NVIDIA-NeMo · ko3n1g · May 9, 2026
@@ -81,6 +81,20 @@ jobs:
                   return None
 
 
+          def cancel_run(run_id):
+              """Cancel a workflow run. Returns True on success."""
+              url = f"{API_BASE}/actions/runs/{run_id}/cancel"
+              try:
+                  response = requests.post(url, headers=headers)
+                  response.raise_for_status()
+                  return True
+              except requests.exceptions.RequestException as e:
+                  print(f"Error cancelling run {run_id}: {str(e)}")
+                  if hasattr(e.response, 'text'):
+                      print(f"Response: {e.response.text}")
+                  return False
+
+
           def get_workflow_runs(status):
               """Get all workflow runs for a given status."""
               all_results = []
@@ -129,6 +143,7 @@ jobs:
 
           # Process each deployment
           print("Processing ...")
+          had_unrecoverable = False
           for workflow in pending_workflows:
               if total_workflows >= MAX_CONCURRENCY:
                   print("Maximum concurrency reached, stopping approvals")

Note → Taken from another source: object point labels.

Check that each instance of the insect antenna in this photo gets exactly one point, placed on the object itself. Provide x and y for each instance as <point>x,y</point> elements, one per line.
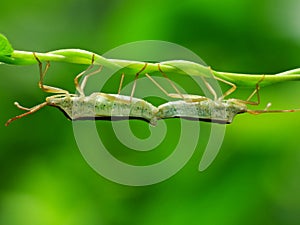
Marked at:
<point>29,111</point>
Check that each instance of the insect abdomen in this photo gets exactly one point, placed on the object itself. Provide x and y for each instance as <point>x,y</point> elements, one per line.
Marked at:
<point>207,110</point>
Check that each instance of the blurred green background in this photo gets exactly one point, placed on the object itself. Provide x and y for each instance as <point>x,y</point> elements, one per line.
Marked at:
<point>254,179</point>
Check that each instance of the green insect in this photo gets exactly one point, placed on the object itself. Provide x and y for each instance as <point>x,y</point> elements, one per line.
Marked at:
<point>195,107</point>
<point>95,106</point>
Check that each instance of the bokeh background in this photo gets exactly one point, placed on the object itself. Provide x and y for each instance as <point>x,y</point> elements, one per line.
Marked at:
<point>255,177</point>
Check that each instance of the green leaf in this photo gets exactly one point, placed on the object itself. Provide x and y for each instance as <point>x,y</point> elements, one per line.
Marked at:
<point>5,47</point>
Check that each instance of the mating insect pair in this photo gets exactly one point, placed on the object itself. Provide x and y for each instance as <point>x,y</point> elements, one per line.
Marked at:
<point>116,106</point>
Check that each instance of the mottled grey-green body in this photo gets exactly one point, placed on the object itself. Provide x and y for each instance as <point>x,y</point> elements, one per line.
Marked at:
<point>222,111</point>
<point>101,105</point>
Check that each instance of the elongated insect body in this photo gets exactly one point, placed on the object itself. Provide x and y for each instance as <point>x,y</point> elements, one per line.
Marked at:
<point>104,106</point>
<point>221,111</point>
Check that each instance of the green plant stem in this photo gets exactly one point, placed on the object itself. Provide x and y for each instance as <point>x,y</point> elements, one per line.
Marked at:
<point>180,67</point>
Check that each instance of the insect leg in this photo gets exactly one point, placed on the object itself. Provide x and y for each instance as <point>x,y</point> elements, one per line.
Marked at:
<point>256,91</point>
<point>171,83</point>
<point>210,88</point>
<point>47,88</point>
<point>80,88</point>
<point>135,80</point>
<point>228,92</point>
<point>121,83</point>
<point>29,111</point>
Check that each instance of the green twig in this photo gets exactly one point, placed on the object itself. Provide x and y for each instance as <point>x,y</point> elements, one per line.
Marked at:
<point>10,56</point>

@@ -139,7 +154,11 @@ jobs:
               print(f"Approving workflow {workflow_name} with Run Id: {workflow_id}")
 
               deployment_url = f"actions/runs/{workflow_id}/pending_deployments"

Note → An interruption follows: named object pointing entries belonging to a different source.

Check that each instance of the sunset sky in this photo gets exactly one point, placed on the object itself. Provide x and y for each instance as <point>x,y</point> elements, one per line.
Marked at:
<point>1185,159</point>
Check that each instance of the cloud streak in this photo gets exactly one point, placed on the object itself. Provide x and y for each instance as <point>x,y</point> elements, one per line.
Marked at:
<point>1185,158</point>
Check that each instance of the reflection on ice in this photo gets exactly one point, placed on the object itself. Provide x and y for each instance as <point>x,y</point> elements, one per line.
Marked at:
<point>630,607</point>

-              deployment = make_request(deployment_url)[0]
+              deployments = make_request(deployment_url) or []
+              if not deployments:
+                  print(f"No pending deployments for run {workflow_id} (race: approved between list and GET), skipping")

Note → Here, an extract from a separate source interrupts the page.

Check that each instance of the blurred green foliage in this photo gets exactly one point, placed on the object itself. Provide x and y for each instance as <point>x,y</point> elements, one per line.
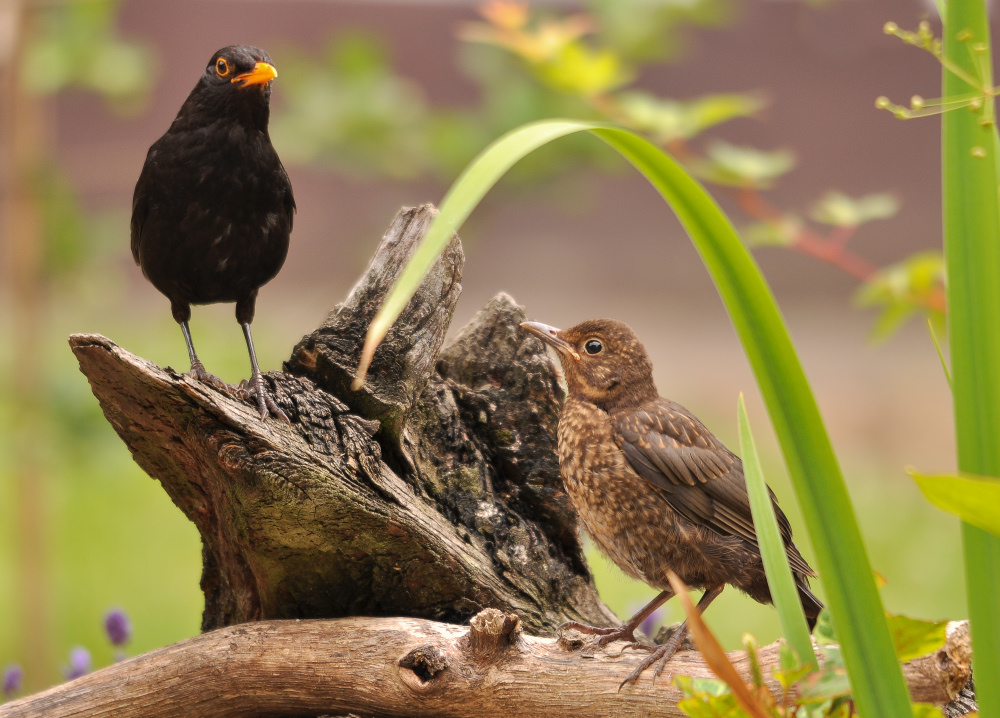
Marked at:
<point>77,46</point>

+                  continue
+              deployment = deployments[0]
               environment_id = deployment["environment"]["id"]
 
               # Approve the deployment
@@ -152,9 +171,28 @@ jobs:
 
               if result:
                   total_workflows += 1
+                  continue
+
+              # POST failed. Distinguish race (someone else approved between our GET
+              # and POST) from a wedged run (deployment listed as pending but GitHub
+              # refuses to approve it — typically when the parent ref was force-pushed
+              # and the run was orphaned). The former is benign; the latter blocks
+              # every future cron tick because the run sits at the head of the
+              # waiting queue forever, so we cancel it.
+              deployments_after = make_request(deployment_url) or []
+              if not deployments_after:
+                  print(f"Run {workflow_id} approved by another path (race), skipping")
+                  continue
+
+              print(f"Run {workflow_id} is wedged: POST refused but pending_deployments still non-empty. Cancelling.")
+              if cancel_run(workflow_id):
+                  print(f"Cancelled wedged run {workflow_id}")
               else:
-                  print(f"Failed to approve deployment {deployment['id']}")
-                  exit(1)
+                  print(f"Could not cancel wedged run {workflow_id}; manual intervention required")
+                  had_unrecoverable = True
+
+          if had_unrecoverable:
+              exit(1)
 
           EOF
   notify: